At first, Cindy Zhang, like millions of other Chinese parents, thought her problems had been solved.
For three years, she and her husband had worried about the status of their younger child, Tutu. He was born outside the one-child limit China set for most urban couples and lacked a hukou, the crucial household registration document all citizens need to attend state schools, receive health care, marry, open a bank account or even buy train tickets.
Beijing officials had told Ms. Zhang and her husband that their son would not receive a hukou unless they first paid a fine for having violated the family planning law, 300,000 renminbi, or about $45,000, which the family could not afford.
Then last month came what seemed like good news: The State Council, China’s cabinet, ordered local governments to come up with measures to register all citizens. The Jan. 14 directive said the hukou was a “basic right of citizens” and barred local governments from imposing any conditions that would prevent citizens from registering.
Coming after China’s new family planning rules had taken effect, which allow all couples to have two children, the hukou directive brought sighs of relief from Ms. Zhang and many other parents whose children could finally come out of the shadows.
“I was very excited when I saw the State Council directive,” Ms. Zhang said.
But instead of clearing up the issue for the estimated 13 million Chinese who lack hukous, 60 percent of whom were born outside the one-child limit, the State Council directive has left many parents of unregistered children confused and fearful. They worry that they will still be asked to pay a fine. And they fear that if they request a hukou for a child who was not previously declared, they will be handing officials information that could be used to penalize them for violating the previous family planning rules.
“We’re very worried and scared because we don’t know if we’ll still be asked to pay the fine,” said Ms. Zhang, 38, who asked that her full Chinese name not be used. “It could be that it will be even easier for them to fine us.”
“It’s really a lot of money for us,” said Ms. Zhang, who has a master’s degree in computer science and worked at a leading communications company for a decade. “It impacts a family tremendously to be fined tens of thousands.”
Some provinces have announced that while paying a fine will no longer be a precondition for obtaining a hukou, families who violated the old rules will still be required to pay fines for children they had when the rules were in effect.
In the southern province of Guangdong, public security and family planning officials said a fine would no longer be a precondition for a hukou for children born in violation of the national policy,
The Southern Metropolis Daily reported. However, their families would still have to pay fines for those children or risk being taken to court.
In Jiangxi Province in 2014, the provincial government had similarly declared that it would not make paying the fine a prerequisite for getting a hukou. But some families who registered children born in violation of the policy were forced to pay afterward.
Government officials in Beijing and many other parts of China have yet to disclose how they plan to carry out the new hukou directive and whether fines will be imposed retroactively.
“I’m now worried the local government might use the new directive as a trap to fine us once they learn we have a second child,” said a 43-year-old Beijing resident who asked that only his surname, Cheng, be used because he has not gone to the authorities to register his second child, who was born in July.
Mr.
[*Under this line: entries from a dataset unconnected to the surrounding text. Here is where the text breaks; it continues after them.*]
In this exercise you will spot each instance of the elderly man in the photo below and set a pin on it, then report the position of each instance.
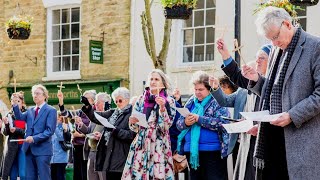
(41, 123)
(289, 146)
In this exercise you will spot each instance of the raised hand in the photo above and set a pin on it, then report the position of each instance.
(60, 97)
(161, 102)
(250, 73)
(222, 49)
(214, 82)
(84, 101)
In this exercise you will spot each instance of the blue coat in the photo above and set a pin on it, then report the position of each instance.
(41, 129)
(237, 100)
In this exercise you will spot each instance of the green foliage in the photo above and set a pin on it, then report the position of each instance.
(171, 3)
(19, 22)
(285, 4)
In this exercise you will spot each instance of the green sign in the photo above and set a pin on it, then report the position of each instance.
(96, 51)
(70, 92)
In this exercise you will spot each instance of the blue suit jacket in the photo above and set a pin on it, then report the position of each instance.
(40, 128)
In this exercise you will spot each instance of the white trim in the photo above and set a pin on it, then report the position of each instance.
(64, 76)
(52, 3)
(132, 52)
(61, 75)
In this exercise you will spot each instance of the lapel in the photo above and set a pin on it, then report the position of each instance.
(271, 63)
(42, 111)
(295, 57)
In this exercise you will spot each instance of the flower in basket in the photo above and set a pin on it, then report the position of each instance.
(178, 9)
(19, 27)
(285, 4)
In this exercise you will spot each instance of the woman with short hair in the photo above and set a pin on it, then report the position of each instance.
(202, 137)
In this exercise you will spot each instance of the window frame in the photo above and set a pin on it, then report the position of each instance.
(60, 75)
(204, 26)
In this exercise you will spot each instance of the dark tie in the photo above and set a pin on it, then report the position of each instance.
(37, 111)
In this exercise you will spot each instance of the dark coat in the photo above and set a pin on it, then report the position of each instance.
(119, 142)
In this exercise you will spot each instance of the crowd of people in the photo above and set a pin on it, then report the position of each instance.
(41, 140)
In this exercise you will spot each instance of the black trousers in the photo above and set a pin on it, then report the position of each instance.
(79, 165)
(58, 171)
(114, 175)
(212, 167)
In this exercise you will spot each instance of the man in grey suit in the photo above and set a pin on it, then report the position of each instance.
(288, 147)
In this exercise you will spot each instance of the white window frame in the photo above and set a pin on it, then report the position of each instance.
(61, 75)
(304, 17)
(181, 39)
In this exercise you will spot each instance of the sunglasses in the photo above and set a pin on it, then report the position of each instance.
(119, 101)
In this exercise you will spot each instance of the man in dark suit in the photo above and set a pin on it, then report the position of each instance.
(41, 123)
(288, 147)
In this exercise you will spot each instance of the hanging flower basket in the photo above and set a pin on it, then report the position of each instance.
(178, 12)
(304, 2)
(19, 27)
(18, 33)
(178, 9)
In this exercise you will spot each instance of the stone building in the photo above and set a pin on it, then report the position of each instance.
(65, 45)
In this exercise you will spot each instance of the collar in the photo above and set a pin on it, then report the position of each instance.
(40, 105)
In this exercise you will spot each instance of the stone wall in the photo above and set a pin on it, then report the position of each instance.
(111, 17)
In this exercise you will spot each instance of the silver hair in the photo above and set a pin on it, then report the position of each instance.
(92, 93)
(165, 79)
(104, 97)
(120, 91)
(43, 89)
(271, 16)
(260, 51)
(200, 77)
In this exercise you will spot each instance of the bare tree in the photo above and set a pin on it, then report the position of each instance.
(159, 61)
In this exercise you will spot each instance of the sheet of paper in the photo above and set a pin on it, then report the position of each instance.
(141, 117)
(17, 140)
(90, 136)
(71, 127)
(10, 120)
(238, 127)
(103, 121)
(262, 116)
(183, 111)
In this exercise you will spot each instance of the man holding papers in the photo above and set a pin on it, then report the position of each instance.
(289, 146)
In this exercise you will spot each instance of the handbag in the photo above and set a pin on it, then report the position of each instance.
(180, 163)
(66, 143)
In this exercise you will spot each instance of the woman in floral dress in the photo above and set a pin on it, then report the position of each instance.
(150, 155)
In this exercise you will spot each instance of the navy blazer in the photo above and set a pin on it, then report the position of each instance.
(40, 128)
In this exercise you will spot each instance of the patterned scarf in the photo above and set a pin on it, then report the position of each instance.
(112, 120)
(195, 132)
(150, 103)
(270, 139)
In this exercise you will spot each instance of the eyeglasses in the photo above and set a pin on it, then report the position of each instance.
(119, 101)
(277, 36)
(37, 93)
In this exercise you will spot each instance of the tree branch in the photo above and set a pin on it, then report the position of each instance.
(165, 43)
(150, 34)
(145, 33)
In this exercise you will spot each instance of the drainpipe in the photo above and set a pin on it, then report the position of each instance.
(237, 26)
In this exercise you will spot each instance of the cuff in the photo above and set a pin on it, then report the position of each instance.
(226, 62)
(115, 131)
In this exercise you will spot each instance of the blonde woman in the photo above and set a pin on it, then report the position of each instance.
(150, 155)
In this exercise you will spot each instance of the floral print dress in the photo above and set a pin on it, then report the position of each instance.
(150, 155)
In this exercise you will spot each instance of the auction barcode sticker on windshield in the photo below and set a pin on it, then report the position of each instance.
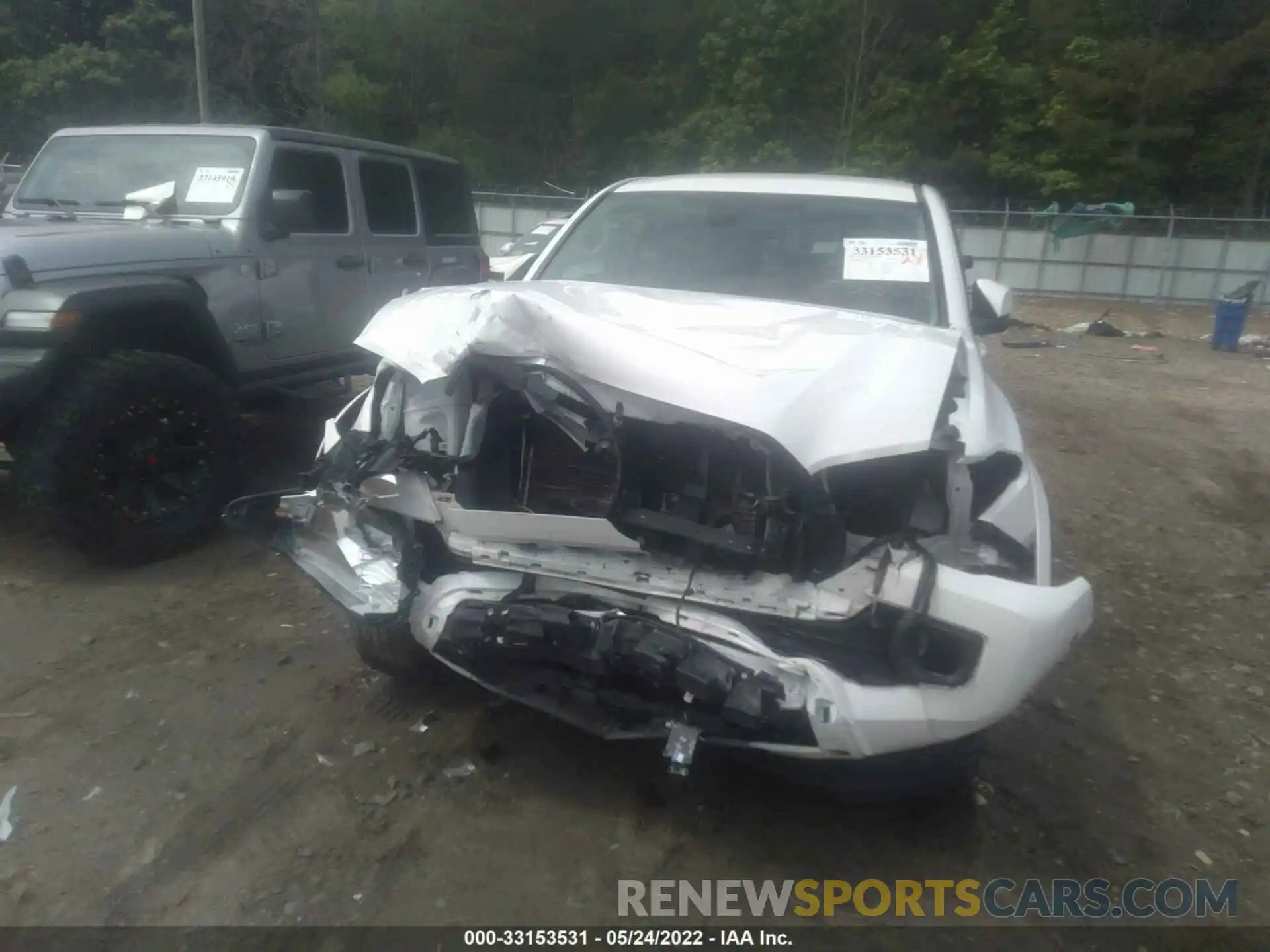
(214, 186)
(884, 259)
Cheng’s wife was fired from her job at a state-owned company after the couple, both in their 40s, decided not to terminate her pregnancy.
Officials at the Chaoyang District Family Planning Commission in Beijing, which had demanded more than 300,000 renminbi from Ms. Zhang and her husband, said they were awaiting instructions from the Beijing Municipal Family Planning Commission on how to proceed under the State Council directive.
A woman who answered the phone at the municipal commission said it had followed orders from the Beijing municipal government, and the government’s current position was that families whose second children were born before Jan. 1, when the two-children policy took effect, had violated the law and should be fined.
Ma Li, a member of the State Council who specializes in population, told Beijing Youth Daily that although every citizen should have a hukou, violations of the family planning policy should still be punished.
Now that the hukou can no longer be withheld to pressure parents to pay the fine, formally called the social support fee, Ms. Ma said, “collecting the social support fee will be even harder.” In the future, she said, there might be policies to empower the courts to help collect the fines.
Such penalties have long provided an important source of revenue for China’s local family planning commissions. State news media reported in 2013 that the fines brought in at least $3 billion a year.
The National Health and Family Planning Commission did not respond to questions for this article that were submitted, as requested, by fax. A spokesman for the commission did not answer repeated calls to his cellphone.
Ms. Zhang and her husband worry about what will happen when Tutu is old enough for school. If he has a hukou, but they have not paid the fine, will he be accepted? They have already had to leave him behind when they travel with his sister, because they cannot buy him a train ticket.
“We don’t know how to explain this to him,” Ms. Zhang said. “It doesn’t make sense, but there isn’t a way for us to explain it to him.”